On Monday, assistant managing editor David Sullivan sent the Philadelphia Media Network newsroom an email regarding a stylebook update:
The news organization, which comprises the Inquirer, Daily News and Philly.com, will no longer use the word “addict” to describe an individual who is addicted to alcohol, drugs, or other scheduled or illegal substances.
Instead, the update directed, editorial staff should use person-first language, such as a person “who is addicted to heroin” or a person “in (or with) addiction.”
It’s time for all other news outlets to follow suit.
As an individual who teaches a journalism course on addiction reporting — and has been called by the news media a “recovering addict” (when I’ve never referred to myself as such) — I believe my credentials qualify me to say this.
Newsrooms: We’ve been patient with you while you’ve pleaded ignorance, but we’ve come to the point where enough is enough.
Calling an individual an “addict” despite all of the negative baggage associated with the word neither abides by the Society of Professional Journalists’ Code of Ethics (because it causes harm), nor does it consider language recommended by the American Medical Association, the American Society of Addiction Medicine, the International Society of Addiction Journal Editors, the American Psychological Association or the American Psychiatric Association.
In a sense, by communicating information using inaccurate, outdated language, if you use that phrasing in your reporting, you’re not doing your job properly.
The push for a shift in wording was endorsed by the nation’s highest-ranking drug policy officials last year. In January 2017, Michael Botticelli, the former director of the Office of National Drug Control Policy, released a memo to executive departments and agencies called Changing the Language of Addiction. In that memo, he encouraged them to shift to person-first phrases, such as “person with a substance use disorder” and “person in recovery.” Botticelli’s memo cited a study from 2010 that found that even highly trained clinicians were more likely to negatively judge and penalize individuals described as “substance abusers,” than they were “people with substance use disorder.”
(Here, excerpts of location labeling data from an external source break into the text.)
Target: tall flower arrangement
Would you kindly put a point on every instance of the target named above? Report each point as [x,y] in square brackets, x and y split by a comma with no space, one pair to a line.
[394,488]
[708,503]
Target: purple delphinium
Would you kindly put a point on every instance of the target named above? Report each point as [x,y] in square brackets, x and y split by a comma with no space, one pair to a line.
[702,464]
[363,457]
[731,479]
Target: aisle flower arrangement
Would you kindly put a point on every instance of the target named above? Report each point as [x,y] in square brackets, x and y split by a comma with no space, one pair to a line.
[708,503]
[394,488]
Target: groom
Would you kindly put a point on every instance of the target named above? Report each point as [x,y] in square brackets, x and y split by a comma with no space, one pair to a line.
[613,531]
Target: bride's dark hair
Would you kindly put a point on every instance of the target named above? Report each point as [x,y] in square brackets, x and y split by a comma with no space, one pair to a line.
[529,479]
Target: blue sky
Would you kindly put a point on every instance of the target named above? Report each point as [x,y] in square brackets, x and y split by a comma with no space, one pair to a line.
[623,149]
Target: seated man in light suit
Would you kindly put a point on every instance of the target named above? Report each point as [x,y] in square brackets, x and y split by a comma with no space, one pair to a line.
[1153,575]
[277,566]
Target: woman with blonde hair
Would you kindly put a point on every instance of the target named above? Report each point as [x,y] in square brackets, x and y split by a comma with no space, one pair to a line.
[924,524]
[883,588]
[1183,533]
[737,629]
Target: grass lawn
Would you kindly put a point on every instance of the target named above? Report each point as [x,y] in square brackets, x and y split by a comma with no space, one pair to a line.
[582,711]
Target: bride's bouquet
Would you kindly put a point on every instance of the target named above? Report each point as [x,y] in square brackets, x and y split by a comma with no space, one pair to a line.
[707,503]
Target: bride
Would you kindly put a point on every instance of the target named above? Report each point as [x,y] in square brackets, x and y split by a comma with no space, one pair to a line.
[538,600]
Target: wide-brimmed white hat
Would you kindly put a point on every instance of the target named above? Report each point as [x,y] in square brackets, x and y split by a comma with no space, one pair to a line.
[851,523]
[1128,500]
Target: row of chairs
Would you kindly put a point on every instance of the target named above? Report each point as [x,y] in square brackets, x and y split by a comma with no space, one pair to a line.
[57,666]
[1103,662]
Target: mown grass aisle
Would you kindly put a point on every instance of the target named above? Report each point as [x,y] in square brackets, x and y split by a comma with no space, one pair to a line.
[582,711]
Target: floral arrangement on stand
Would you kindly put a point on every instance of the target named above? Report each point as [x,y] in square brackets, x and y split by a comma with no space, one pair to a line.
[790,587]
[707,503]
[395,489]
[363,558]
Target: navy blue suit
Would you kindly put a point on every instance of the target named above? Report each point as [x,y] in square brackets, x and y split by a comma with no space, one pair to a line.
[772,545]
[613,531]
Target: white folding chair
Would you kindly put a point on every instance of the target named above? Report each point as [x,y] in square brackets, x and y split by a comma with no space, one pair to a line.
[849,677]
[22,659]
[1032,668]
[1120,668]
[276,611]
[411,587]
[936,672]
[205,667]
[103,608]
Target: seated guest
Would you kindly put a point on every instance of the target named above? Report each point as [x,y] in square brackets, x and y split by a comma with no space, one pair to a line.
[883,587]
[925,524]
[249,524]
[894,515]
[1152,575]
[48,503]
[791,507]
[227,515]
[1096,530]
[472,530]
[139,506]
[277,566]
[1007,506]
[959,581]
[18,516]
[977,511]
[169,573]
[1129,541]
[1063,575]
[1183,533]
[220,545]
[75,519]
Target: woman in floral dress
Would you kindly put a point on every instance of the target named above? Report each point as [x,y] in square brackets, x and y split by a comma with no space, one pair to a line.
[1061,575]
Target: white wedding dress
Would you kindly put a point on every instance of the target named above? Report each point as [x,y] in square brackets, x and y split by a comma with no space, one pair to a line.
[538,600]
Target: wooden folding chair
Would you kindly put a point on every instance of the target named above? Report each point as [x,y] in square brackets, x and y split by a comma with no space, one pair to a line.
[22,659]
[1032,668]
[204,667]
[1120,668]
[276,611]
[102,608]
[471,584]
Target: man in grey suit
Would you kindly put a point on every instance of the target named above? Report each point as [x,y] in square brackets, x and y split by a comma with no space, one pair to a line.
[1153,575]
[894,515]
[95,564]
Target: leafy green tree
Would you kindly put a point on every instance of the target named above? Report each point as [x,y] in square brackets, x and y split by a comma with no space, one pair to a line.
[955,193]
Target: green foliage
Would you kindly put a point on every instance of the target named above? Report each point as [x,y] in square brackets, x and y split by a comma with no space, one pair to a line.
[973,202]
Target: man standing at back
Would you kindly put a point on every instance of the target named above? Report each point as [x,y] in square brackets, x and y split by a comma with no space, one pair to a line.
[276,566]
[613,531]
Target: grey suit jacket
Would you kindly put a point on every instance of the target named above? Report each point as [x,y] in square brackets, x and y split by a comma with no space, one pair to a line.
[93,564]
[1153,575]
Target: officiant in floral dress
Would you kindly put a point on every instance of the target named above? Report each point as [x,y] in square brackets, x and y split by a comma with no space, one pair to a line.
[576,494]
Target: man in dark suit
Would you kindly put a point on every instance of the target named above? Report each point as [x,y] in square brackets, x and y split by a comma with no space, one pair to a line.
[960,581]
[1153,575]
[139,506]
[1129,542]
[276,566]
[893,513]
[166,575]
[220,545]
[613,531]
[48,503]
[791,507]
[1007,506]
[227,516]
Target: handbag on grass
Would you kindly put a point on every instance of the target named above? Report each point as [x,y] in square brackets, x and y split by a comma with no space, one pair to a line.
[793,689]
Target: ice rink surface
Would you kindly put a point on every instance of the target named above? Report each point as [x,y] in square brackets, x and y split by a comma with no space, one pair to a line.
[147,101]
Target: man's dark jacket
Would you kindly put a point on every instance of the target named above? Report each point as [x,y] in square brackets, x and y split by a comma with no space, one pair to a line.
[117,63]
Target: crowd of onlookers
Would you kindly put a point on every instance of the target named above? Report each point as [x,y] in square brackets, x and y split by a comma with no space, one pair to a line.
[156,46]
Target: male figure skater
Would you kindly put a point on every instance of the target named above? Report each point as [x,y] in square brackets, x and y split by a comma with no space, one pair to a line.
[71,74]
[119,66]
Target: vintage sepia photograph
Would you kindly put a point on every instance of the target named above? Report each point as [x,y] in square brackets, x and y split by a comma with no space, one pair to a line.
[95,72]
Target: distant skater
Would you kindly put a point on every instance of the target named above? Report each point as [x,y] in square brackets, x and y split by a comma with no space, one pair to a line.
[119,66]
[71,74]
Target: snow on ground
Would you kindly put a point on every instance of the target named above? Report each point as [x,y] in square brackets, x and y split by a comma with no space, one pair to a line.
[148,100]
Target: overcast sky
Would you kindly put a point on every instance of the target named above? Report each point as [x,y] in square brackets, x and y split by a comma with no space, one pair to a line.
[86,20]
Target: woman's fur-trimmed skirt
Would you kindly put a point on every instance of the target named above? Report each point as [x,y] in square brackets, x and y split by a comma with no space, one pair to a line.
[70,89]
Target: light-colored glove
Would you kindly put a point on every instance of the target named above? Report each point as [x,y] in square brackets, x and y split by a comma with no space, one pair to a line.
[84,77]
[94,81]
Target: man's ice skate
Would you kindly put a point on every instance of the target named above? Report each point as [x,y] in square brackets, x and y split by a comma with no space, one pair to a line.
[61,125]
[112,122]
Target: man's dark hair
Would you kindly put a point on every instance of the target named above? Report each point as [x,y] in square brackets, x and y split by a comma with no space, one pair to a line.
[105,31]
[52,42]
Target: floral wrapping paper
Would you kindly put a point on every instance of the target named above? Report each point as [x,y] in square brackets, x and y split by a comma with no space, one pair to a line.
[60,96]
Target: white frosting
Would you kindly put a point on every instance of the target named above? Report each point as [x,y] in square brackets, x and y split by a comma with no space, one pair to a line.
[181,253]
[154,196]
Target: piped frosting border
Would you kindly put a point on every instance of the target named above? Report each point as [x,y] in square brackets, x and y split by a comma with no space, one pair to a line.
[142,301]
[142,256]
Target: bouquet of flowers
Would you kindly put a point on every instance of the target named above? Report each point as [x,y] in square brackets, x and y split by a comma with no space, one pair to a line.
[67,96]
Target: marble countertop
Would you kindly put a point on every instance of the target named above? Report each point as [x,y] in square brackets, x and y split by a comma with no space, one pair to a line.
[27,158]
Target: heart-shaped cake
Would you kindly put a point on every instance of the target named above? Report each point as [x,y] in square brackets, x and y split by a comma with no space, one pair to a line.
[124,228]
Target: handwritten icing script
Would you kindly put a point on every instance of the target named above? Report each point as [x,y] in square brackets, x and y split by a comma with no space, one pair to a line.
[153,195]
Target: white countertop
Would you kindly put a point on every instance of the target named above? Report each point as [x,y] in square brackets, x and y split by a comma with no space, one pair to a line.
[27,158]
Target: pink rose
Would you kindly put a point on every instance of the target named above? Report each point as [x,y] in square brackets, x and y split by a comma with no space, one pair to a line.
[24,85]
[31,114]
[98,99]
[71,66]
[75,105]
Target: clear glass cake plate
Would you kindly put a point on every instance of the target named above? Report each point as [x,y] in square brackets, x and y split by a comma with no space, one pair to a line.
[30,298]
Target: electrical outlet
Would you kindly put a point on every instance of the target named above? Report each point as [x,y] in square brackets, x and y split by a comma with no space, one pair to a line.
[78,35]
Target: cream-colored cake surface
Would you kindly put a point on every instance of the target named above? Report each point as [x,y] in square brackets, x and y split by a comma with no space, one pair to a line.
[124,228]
That memo and research inspired the Associated Press to update their famous stylebook’s addiction entry. AP style no longer recommends the words “addict” or “abuse,” and also suggests users avoid words like “addict,” “alcoholic,” “abuser” and “abuse.”
Some local Philadelphia outlets, including WHYY, adjusted their internal stylebooks to match immediately following this change. It’s great that PMN has finally come to the same realization.
Of note, the updated AP listing is more extensive than PMN’s. It contains a mention that there is, in fact, a difference between addiction and dependence. So if you’re running a headline that describes babies as addicted, well, that headline is actually not true — they’re dependent. But I suppose that’s a whole different fight.